GLI ASPETTI GEOPOLITICI

Fin qui il lato economico. Apparentemente secondari, ma non per questo meno rilevanti, sono poi gli effetti geopolitici derivanti dall’intesa tra Roma e Pechino. Un conoscitore della Cina come Alberto Forchielli, socio fondatore di Mandarin Capital Partners, il più grande fondo di private equity sino-europeo, sentito da Formiche.net ha detto di ritenere che dietro l’infatuazione della Repubblica Popolare per il Vecchio Continente si nasconda la volontà di spaccare l’alleanza tra Europa e Stati Uniti, anche per minare il Trattato di libero scambio transatlantico, il Ttip, e influenzare i processi europei. Ma c’è dell’altro.
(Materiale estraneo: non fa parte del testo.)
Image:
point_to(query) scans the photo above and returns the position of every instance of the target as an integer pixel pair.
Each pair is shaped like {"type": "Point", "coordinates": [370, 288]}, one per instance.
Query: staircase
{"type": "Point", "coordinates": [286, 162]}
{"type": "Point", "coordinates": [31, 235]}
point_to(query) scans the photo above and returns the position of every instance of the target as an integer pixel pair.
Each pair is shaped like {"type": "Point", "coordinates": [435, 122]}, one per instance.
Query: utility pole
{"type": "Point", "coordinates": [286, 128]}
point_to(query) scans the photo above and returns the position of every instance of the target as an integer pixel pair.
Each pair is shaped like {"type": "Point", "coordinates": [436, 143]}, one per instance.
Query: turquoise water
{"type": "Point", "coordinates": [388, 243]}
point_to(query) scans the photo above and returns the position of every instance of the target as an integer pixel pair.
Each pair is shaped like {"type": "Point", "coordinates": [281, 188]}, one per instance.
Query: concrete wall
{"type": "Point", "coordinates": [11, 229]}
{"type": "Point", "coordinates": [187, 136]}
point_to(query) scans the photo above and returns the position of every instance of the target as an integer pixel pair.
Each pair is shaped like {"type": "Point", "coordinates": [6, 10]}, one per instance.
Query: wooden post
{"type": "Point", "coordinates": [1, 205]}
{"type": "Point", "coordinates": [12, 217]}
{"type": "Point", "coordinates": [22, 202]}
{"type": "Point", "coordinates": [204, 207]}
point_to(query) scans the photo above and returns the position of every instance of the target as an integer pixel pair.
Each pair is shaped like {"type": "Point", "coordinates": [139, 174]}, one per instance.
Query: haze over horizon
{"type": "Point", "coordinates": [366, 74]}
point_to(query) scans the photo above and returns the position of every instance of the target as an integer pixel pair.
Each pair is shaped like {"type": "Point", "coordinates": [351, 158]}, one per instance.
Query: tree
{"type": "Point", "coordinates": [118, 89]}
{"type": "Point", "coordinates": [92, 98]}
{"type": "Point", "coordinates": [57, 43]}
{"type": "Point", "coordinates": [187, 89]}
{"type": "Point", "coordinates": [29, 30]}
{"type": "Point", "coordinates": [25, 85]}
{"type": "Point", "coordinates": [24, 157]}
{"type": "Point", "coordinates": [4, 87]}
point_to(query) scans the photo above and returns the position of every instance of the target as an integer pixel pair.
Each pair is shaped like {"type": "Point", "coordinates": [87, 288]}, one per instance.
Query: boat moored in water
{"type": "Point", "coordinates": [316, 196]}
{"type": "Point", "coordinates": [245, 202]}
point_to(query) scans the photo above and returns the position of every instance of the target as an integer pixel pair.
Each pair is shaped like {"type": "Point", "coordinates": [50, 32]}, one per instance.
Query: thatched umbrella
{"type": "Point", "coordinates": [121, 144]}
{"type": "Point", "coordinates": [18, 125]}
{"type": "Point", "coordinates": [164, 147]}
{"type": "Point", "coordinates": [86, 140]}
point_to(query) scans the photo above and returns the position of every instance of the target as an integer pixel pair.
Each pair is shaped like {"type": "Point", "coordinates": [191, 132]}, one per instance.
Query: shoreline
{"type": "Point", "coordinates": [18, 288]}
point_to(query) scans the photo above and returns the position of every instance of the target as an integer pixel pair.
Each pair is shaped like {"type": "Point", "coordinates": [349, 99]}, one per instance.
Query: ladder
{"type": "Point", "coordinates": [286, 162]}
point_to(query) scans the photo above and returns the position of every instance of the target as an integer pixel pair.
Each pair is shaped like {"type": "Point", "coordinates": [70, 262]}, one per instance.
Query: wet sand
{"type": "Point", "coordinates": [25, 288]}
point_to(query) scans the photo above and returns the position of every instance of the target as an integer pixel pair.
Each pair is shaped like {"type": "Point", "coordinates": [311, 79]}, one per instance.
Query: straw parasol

Per Forchielli, tra le altre cose anima del centro di ricerche non-profit Osservatorio Asia, investendo in Italia la Cina prova “ripulire” la sua cattiva immagine derivante da “truffe come Suntech in Puglia o vetrine permanenti degli orrori come Prato” che “rappresentano immagini difficili da cancellare”. Non è un caso, aggiunge, “che le prime partecipazioni dichiarate, quelle in Eni ed Enel, siano arrivate subito dopo la strage in un’azienda tessile della città toscana, dove persero la vita sette persone“. Una tesi che l’imprenditore sostiene citando una ricerca, pubblicata dall’istituto Pew lo scorso luglio, su come l’opinione pubblica di alcuni Paesi vede la Cina. “È emerso – ricorda – che il 70% degli italiani vede di cattivo occhio Pechino. Una percentuale altissima, superiore a quella di tutti i Paesi occidentali“.

Altrettanto dubbioso lo storico ed economista Giulio Sapelli, che intervistato da questa testata ha sottolineato come asset come quelli energetici siano fondamentali per l’interesse nazionale e che eventuali cessioni, anche di quote minoritarie come nel caso di Cdp Reti, quindi di Snam e Terna, vadano discusse e valutate preventivamente con un confronto tra Governo, Ministero degli Esteri e associazioni di categoria, di cui spesso si avvertirebbe la mancanza.

Di segno opposto la valutazione del generale Carlo Jean, che sempre su queste colonne ha considerato gli investimenti cinesi nella Penisola poco pericolosi sul versante strategico (“spesso si tratta di quote di minoranza“), ma dettati puramente da logiche profitto.

NESSUN PERICOLO

A tranquillizzare sugli effetti dell’attivismo cinese in Italia sono stati di recente gli stessi Franco Bassanini, presidente di Cdp e l’ad, Giovanni Gorno Tempini. La società partecipata dal Tesoro è stata una delle apripista della presenza cinese in Italia attraverso il discusso accordo  per l’ingresso con il 35 per cento del colosso cinese State Grid nella holding Cdp Reti, che detiene la partecipazione statale in Snam e presto quella di Terna. Nell’occasione Bassanini ha detto al direttore di Formiche.net Michele Arnese come l’accordo preveda per i cinesi una quota di minoranza e come una cooperazione di questo tipo possa offrire alle imprese italiane gli strumenti per recitare un ruolo da protagoniste sul piano europeo, oltre a costituire una porta d’accesso privilegiata ai mercati asiatici. Non solo. L’intesa siglata ufficialmente a Roma il prossimo 31 luglio scorso, è stata oggetto di un’interrogazione parlamentare del Movimento 5 Stelle, al quale il Ministero dello Sviluppo economico ha risposto che, anche volendo, sarebbe stato difficile muoversi altrimenti, considerato che l’unica offerta pervenuta proveniva proprio da Pechino.